Re: recovering RAID5 from multiple disk failures

Chris Murphy <lists@xxxxxxxxxxxxxxxxx> · Sat, 2 Feb 2013 16:08:03 -0700

On Feb 2, 2013, at 2:56 PM, Michael Ritzert <ksciplot@xxxxxxx> wrote:
> 
> Chris Murphy <lists@xxxxxxxxxxxxxxxxx> wrote:
>> 
>> Nevertheless, over an hour and a half is a long time if the file system were being updated at all. There'd definitely be data/parity mismatches for disk1.
> 
> After disk1 failed, the only write access should have been metadata update
> when the filesystem was mounted.

Was it mounted ro?

> I only read data from the filesystem
> thereafter. So only atime changes are to be expected, there, and only
> for a small number of files that I could capture before disk3 failed. I
> know which files are affected, and could leave them alone.

Even for a small number of files there could be dozens or hundreds of chunks altered. I think conservatively you have to consider disk 1 out and mount in degraded mode. 

> 
>> If disk 1 is assumed to be useless, meaning force assemble the array in degraded mode; a URE or linux SCSI layer time out is to be avoided or the array as a whole fails. Every sector is needed.
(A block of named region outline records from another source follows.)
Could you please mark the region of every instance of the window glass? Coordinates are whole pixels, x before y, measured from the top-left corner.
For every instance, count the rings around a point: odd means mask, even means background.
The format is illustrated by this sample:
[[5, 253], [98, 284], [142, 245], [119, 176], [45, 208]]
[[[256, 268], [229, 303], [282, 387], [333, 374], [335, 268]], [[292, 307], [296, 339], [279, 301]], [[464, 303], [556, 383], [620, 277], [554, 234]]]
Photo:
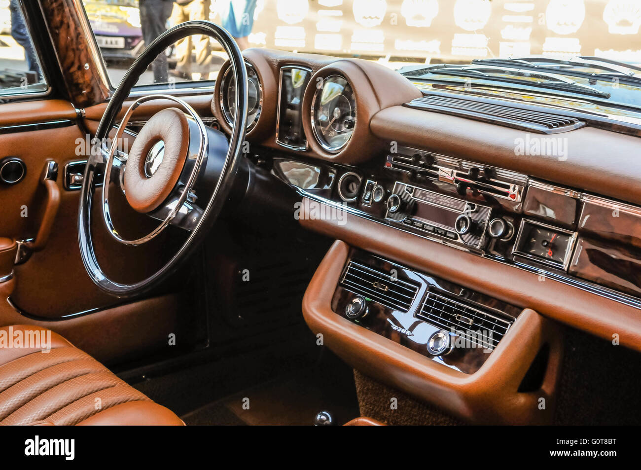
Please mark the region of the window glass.
[[[108, 61], [135, 56], [146, 36], [209, 19], [241, 49], [359, 57], [404, 71], [533, 56], [641, 63], [640, 0], [84, 1]], [[169, 80], [213, 78], [221, 58], [212, 42], [192, 38], [167, 51]], [[114, 83], [118, 67], [110, 65]]]
[[0, 0], [0, 96], [42, 93], [47, 86], [18, 0]]

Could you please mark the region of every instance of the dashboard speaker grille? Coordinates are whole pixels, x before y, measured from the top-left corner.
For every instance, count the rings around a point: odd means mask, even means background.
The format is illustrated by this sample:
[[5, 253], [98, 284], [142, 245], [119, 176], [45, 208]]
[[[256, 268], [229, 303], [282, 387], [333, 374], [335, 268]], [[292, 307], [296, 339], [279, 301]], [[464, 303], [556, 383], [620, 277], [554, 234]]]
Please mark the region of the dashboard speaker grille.
[[430, 289], [417, 314], [419, 318], [456, 333], [477, 346], [494, 349], [514, 322], [456, 298], [454, 296]]
[[574, 117], [441, 95], [426, 95], [406, 106], [544, 134], [566, 132], [585, 125]]
[[350, 292], [403, 312], [410, 310], [419, 291], [417, 285], [354, 260], [347, 263], [339, 284]]

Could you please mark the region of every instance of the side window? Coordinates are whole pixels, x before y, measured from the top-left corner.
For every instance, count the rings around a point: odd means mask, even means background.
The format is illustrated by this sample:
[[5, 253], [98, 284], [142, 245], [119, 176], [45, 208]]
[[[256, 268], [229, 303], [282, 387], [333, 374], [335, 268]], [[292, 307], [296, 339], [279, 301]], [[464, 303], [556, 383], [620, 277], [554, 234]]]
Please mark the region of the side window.
[[[83, 0], [112, 85], [151, 43], [169, 28], [190, 20], [215, 21], [211, 0]], [[137, 85], [213, 80], [226, 60], [213, 39], [194, 35], [160, 54]]]
[[0, 97], [46, 92], [42, 70], [21, 2], [0, 0]]

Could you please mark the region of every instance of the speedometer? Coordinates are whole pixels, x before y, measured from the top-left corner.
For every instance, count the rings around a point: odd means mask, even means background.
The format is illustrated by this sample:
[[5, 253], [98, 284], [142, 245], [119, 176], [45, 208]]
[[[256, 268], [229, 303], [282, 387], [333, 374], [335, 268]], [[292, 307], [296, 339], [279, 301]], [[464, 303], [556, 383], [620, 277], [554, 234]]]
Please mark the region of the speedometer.
[[312, 128], [319, 144], [328, 151], [339, 151], [349, 141], [356, 122], [351, 85], [339, 75], [324, 80], [312, 101]]
[[[247, 130], [251, 130], [258, 121], [262, 106], [260, 81], [254, 67], [246, 63], [247, 66]], [[225, 122], [231, 127], [234, 117], [236, 115], [236, 83], [233, 80], [231, 67], [229, 67], [222, 76], [221, 84], [219, 99], [221, 108], [225, 118]]]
So what do you think about raising the linux scsi layer time out to maybe 2 minutes, and leaving the remaining drive's SCT ERC alone so that they don't time out sooner, but rather go into whatever deep recovery they have to in the hopes those bad sectors can be read?
>> 
>> echo 120 >/sys/block/sdX/device/timeout
> 
> I just tried that, but I couldn't see any effect. The error rate coming
> in is much higher than 1 every two minutes.

This timeout is not about error rate. And what the value should be depends on context. Normal operation you want the disk error recovery to be short, so that the disk produces a bonafide URE, not a SCSI layer timeout error. That way md will correct the bad sector. That's what probably wasn't happening in your case, which allowed bad sectors to accumulate until it was a real problem.

But now, for the cloning process, you want the disk error timeout to be long (or disabled) so that the disk has as long as possible to do ECC to recover each of these problematic sectors. But this also means getting the SCSI layer timeout set to at least 1 second longer than the longest recovery time for the drives, so that the SCSI layer time out doesn't stop sector recovery during cloning. Now maybe the disk still won't be able to recover all data from these bad sectors, but it's your best shot IMO.

> When I assemble the array, I will have all new disks (with good smart
> selftests...), so I wouldn't expect timeouts. Instead, junk data will be
> returned from the sectors in question¹. How will md react to that?

Well yeah, with the new drives, they won't report UREs. So there's an ambiguity with any mismatch between data and parity chunks as to which is correct. Without a URE, md doesn't know that the data chunk is right or wrong with RAID 5.

Phil may disagree, and I have to defer to his experience in this, but I think the most conservative and best shot you have at getting the 20GB you want off the array is this:

a.) Make sure the SCT ERC for all drives is disabled. That means it will take the longest time to recover from bad sectors, and thus has as much of a chance as there can be for the disk firmware to do ECC recovery on them.

b.) Make sure the linux SCSI layer has a timeout set that's at least 1 second longer than the disk error time out. I think that no vendor users a time longer than 2 minutes.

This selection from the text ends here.